COMBATIENDO LA TEORÍA DEL DERRAME

11 junio, 2023 Desactivado Por Marcelo Rodríguez

En la Argentina actual, la del día a día, la que viven las personas de carne y hueso no hay dudas que el principal drama económico es el precio de los productos, de todos los productos; pero el que más duele es el de los alimentos. La formidable inflación sin dudas es el dilema de la Argentina.

El martes pasado el economista Hernán Letcher nos decía en el portal Columna de Opinión que el principal problema de la macroeconomía es la restricción externa, la falta de dólares. Generado por la deuda tomada en 2018 con el Fondo Monetario Internacional, seguido por la pandemia, por la guerra y la sequía. También nos decía Letcher que desde diciembre de 2015 a la actualidad hubo tres períodos devaluatorios que le hicieron perder a las y los trabajadores un promedio de 20 porciento en el poder adquisitivo de sus salarios.

A pesar de esto, el producto bruto crece mes tras mes.
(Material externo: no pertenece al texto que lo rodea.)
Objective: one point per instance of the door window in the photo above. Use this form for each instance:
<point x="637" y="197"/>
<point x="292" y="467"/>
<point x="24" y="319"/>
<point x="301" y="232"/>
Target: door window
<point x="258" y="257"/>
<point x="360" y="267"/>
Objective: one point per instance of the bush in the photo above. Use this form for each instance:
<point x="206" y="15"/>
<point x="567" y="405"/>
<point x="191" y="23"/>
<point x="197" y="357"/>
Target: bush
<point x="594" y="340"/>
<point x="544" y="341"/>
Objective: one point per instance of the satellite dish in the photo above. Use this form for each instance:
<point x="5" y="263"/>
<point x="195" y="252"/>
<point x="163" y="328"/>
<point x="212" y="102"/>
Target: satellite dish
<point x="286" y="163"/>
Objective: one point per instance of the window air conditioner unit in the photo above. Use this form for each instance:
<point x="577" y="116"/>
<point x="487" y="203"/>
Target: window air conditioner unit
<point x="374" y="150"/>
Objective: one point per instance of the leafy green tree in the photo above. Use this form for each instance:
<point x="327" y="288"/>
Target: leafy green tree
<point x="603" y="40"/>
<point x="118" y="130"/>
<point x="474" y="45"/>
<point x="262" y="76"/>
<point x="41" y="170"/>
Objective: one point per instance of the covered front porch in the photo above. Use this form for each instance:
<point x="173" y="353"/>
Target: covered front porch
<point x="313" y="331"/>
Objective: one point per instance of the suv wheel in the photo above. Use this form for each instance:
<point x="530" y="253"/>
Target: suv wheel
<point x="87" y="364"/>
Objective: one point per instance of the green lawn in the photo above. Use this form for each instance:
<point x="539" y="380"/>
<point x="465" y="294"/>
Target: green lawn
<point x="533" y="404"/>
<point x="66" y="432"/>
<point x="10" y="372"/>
Luego de la pandemia, la actividad económica según el INDEC se incrementó un 10,4 porciento en 2021 y en un 5,2 en 2022.

Sin ánimo de apabullar con los números, también es necesario saber que mejoró la tasa de desempleo. En la actualidad es de 6,3 porciento mientras que al terminar el gobierno de Macri había escalado al 9,7  “promedio”.
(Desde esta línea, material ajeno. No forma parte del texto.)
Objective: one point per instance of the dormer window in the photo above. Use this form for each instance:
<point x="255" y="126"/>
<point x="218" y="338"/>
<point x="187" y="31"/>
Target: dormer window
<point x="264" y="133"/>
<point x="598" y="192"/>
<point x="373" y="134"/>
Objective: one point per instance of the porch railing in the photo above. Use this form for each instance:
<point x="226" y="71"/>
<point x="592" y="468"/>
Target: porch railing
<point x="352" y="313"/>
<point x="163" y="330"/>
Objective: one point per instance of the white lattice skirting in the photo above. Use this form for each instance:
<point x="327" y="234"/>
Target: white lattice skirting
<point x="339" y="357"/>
Y acá es donde se revela una de las principales falencias del gobierno del Frente de Todos. En los momento de la historia cuando hubo niveles de desempleo tan bajos, los procesos de mejora de los salarios reales se habian visto notablemente favorecidos, dado que aumenta el poder de negociación de los sindicatos.

Sin embargo, por el momento no se observa una mejora generalizada del poder adquisitivo. Y acá es cuando surge una pregunta ¿Por qué el presidente Alberto Fernández con la anuencia de la conducción de la CGT no quisieron ni quieren otorgar un aumento a través de suma fija? Dicen que el motivo es que los gremios perderían poder de negociación ante la patronal ¿de verdad será eso? Sería lo contrario a lo que indica la historia. Resulta pertinente ir al año 2004 cuando Néstor Kirchner le dio carácter de remunerativas a las subas que, además de él, también había ordenado Eduardo Duhalde por decreto. En ese entonces, Kirchner le puso un nuevo piso a la negociación salarial. Desde ese momento los sindicatos comenzaron a recuperar la fortaleza que habían perdido durante el menemismo y la Alianza.
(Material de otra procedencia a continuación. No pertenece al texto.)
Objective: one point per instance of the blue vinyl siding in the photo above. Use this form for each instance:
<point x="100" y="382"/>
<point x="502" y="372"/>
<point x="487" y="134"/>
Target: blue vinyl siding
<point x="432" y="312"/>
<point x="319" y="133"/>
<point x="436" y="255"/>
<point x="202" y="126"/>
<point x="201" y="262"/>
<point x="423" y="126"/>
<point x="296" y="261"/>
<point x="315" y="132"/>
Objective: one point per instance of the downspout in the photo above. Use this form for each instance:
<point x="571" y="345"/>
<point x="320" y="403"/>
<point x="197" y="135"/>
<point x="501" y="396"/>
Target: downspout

Decir que este gobierno es mil veces mejor de lo que hubiese sido un segundo mandato de Macri, más que una opinión, es un hecho de la realidad. Los propios datos lo afirman. Y si pensamos en un nuevo gobierno de Juntos por el Cambio, donde habrá diferencias en la rosca política pero el plan económico es el mismo. O la peor versión neoliberal fascista antidemocrática de Milei, es sabido que la situación puede ser peor aún. Pero asumir, que un gobierno peronista tenga a trabajadores registrados por debajo de la línea de pobreza y que el pueblo deba esperar que la distribución de las riqueza llegue por derrame de los empresarios, es al menos, una incongruencia histórica.

Viene bien reiterar lo señalado en la columna de la semana pasada. Estas son las cuestiones que deben ser debatidas y puestas en la mesa de discusión durante la campaña electoral.

No sea cosa que la campaña ya haya empezado y el proyecto de país, y el programa de gobierno…Bien gracias.